(NaturalNews) The form of vitamin D that's credited to ridding the population of rickets by "fortifying" processed milk and bread is D2. But lately, the UK has been reporting a bit of an upsurge with rickets.
Furthermore, research over the past two decades shows that vitamin D is important for resisting many other minor health aliments, obesity, metabolic syndromes, and major diseases, even cancers and cardiovascular diseases.
For that level of health protection, vitamin D3 supplements are considered superior to D2 supplements. The consensus is that supplementing 5 to 10 thousand IUs (international units) daily should be safe.
A blood level vitamin D count of 20 ng/ml (nanograms per milliliter) is considered normal in mainstream medicine. Those who understand preventative nutrition better consider 50 plus ng/ml healthier. While treating any disease, 80 to 100 ng/ml temporarily is considered therapeutic. Above 100ng/ml leads to a toxic reaction.
The serum 25(OH)D test is standard for determining vitamin D blood levels.
Vitamin D2 has been synthetically produced from UVB (ultra-violet B) irradiation of ergosterol derived from the mold ergot since the 1920s. However, vitamin D3 supplements are made by more closely resembling the process that occurs in our skin's cholesterol from UVB sunshine exposure.
For vitamin D3 supplements, mostly lanolin from sheep's wool is used with the same process of UVB radiation. The sheep's lanolin has the same type of cholesterol that's in human skin. Exposing the sheep's lanolin to UVB radiation to mimic sunshine creates cholecalciferol.
Whether from sunlight exposure on human skin or UVB radiation on lonolin, the cholecalciferol needs to be converted by the liver and kidneys into the pro-hormone (hormone precursor) known as vitamin D3.

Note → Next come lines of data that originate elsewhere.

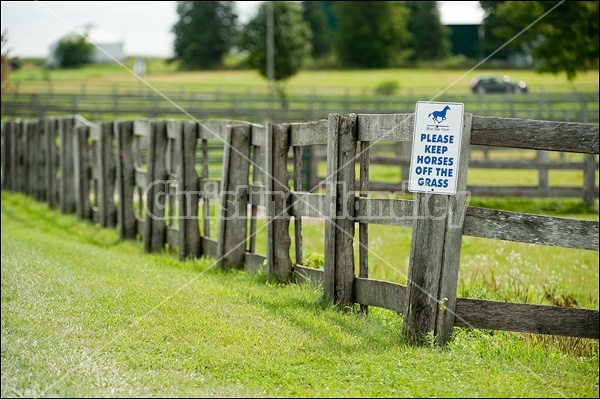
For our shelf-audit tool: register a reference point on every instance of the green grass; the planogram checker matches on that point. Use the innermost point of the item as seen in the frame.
(86, 314)
(410, 81)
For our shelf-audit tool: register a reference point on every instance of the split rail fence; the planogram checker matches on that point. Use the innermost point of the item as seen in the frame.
(150, 179)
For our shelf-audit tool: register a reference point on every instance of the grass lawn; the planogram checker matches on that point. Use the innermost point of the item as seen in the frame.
(86, 314)
(165, 76)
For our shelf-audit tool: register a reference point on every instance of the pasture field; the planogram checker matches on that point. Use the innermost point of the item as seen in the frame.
(85, 314)
(165, 77)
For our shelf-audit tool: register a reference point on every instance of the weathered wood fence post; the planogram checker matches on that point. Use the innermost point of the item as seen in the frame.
(156, 190)
(52, 159)
(279, 263)
(105, 155)
(435, 257)
(234, 198)
(81, 172)
(340, 203)
(589, 180)
(7, 157)
(186, 138)
(125, 179)
(67, 189)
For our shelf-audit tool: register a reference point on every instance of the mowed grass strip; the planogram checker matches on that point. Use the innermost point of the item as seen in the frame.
(85, 314)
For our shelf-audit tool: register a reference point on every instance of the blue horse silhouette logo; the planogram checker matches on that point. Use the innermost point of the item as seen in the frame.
(439, 116)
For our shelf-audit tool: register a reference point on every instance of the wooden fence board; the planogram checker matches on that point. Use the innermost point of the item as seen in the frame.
(535, 134)
(234, 198)
(339, 229)
(125, 180)
(534, 229)
(536, 319)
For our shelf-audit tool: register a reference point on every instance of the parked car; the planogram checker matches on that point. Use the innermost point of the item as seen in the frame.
(483, 84)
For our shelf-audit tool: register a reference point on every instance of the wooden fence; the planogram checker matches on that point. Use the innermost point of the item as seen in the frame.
(249, 106)
(151, 179)
(541, 162)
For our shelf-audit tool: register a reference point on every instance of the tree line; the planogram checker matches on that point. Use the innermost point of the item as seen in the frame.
(560, 36)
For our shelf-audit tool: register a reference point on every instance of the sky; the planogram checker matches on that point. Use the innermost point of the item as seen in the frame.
(145, 27)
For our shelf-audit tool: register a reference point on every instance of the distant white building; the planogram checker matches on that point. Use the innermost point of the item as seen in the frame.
(108, 46)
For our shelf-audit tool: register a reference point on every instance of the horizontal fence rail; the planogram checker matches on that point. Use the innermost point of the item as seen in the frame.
(152, 180)
(255, 106)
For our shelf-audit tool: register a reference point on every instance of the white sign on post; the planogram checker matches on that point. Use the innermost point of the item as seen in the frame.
(436, 147)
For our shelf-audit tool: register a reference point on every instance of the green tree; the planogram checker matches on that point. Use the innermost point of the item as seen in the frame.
(372, 34)
(204, 33)
(314, 14)
(564, 40)
(430, 36)
(291, 36)
(73, 51)
(491, 44)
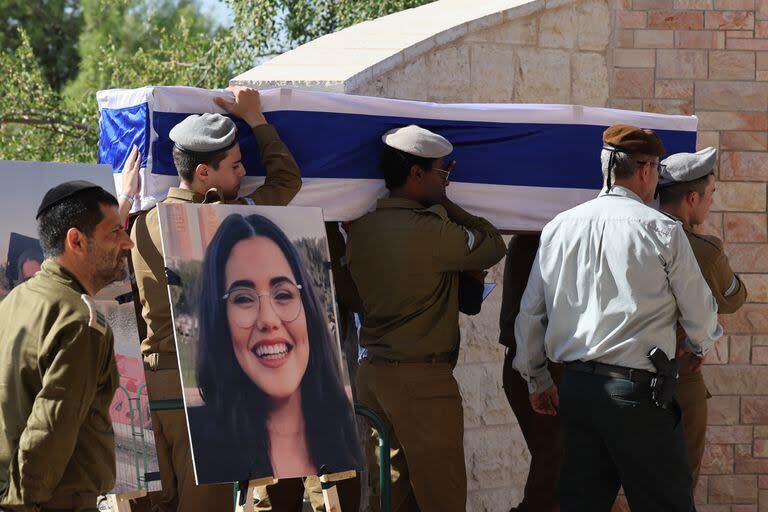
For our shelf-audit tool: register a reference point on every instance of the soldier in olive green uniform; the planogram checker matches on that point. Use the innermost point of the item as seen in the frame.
(207, 157)
(58, 373)
(405, 258)
(685, 193)
(543, 434)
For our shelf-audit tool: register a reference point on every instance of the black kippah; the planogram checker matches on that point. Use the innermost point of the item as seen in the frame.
(61, 192)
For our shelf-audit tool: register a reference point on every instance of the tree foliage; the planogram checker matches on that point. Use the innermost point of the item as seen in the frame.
(49, 113)
(52, 28)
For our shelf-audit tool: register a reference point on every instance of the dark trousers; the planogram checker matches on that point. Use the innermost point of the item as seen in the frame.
(615, 436)
(544, 439)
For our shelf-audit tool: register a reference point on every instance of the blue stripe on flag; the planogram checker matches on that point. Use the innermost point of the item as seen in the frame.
(119, 130)
(339, 145)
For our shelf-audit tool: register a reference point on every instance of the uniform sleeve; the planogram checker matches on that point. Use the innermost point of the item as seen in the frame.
(68, 389)
(467, 242)
(697, 305)
(149, 268)
(530, 330)
(728, 289)
(346, 291)
(283, 175)
(521, 253)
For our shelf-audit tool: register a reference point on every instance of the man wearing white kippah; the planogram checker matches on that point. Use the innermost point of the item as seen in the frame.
(405, 258)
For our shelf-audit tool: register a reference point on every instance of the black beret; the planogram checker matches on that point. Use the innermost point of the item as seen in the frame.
(61, 192)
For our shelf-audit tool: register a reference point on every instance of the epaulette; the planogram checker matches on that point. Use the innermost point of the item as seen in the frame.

It's generally considered that vitamin D3 supplements are prone to less toxicity issues while being better absorbed into the body and capable of maintaining a more stable level of blood level vitamin D than D2 provides.
Natural sources of vitamin D
(1) Obviously the sun on exposed skin is the most natural source of vitamin D. The process of UVB on the skin's cholesterol is explained above.
What's interesting is, unlike vitamin D3 supplementing, your body's conversion of sunlight to vitamin D has a built in safeguard. It stops producing it when there's enough, regardless of how long you're out under the sun.
Some posit that bathing or showering with soap too soon, within 48 hours after sun-skin exposure, washes away some of the cholesterol before it sets up the conversion cycle completely. So using soap only for areas prone to becoming odorous while under the shower will preserve the early cholesterol UVB conversion to D phase.
(2) Most use fish oils, especially cod liver oil, to for their omega-3 content. Those oils also contain varying amounts of naturally produced vitamin D3. Some are high and some are so-so. Krill oil is considered a better choice by some. The more sea-life feeds on plankton, the higher its vitamin D3 potential.
(4) Eating fish such as sardines, herring, and catfish that feed considerably on plankton offers the most vitamin D3. Mackerel, cold water salmon, and tuna round out the fish group that helps maintain your vitamin D3 levels.
Be aware of potential toxicity from certain seafood sources. Fresh eggs from local free range hens also offer a good deal of vitamin D3.
(5) If you're avoiding all animal or animal source foods, Dr. Edward Group, DC, ND, recommends sun dried Shitake and button mushrooms as food sources to help maintain your vitamin D levels.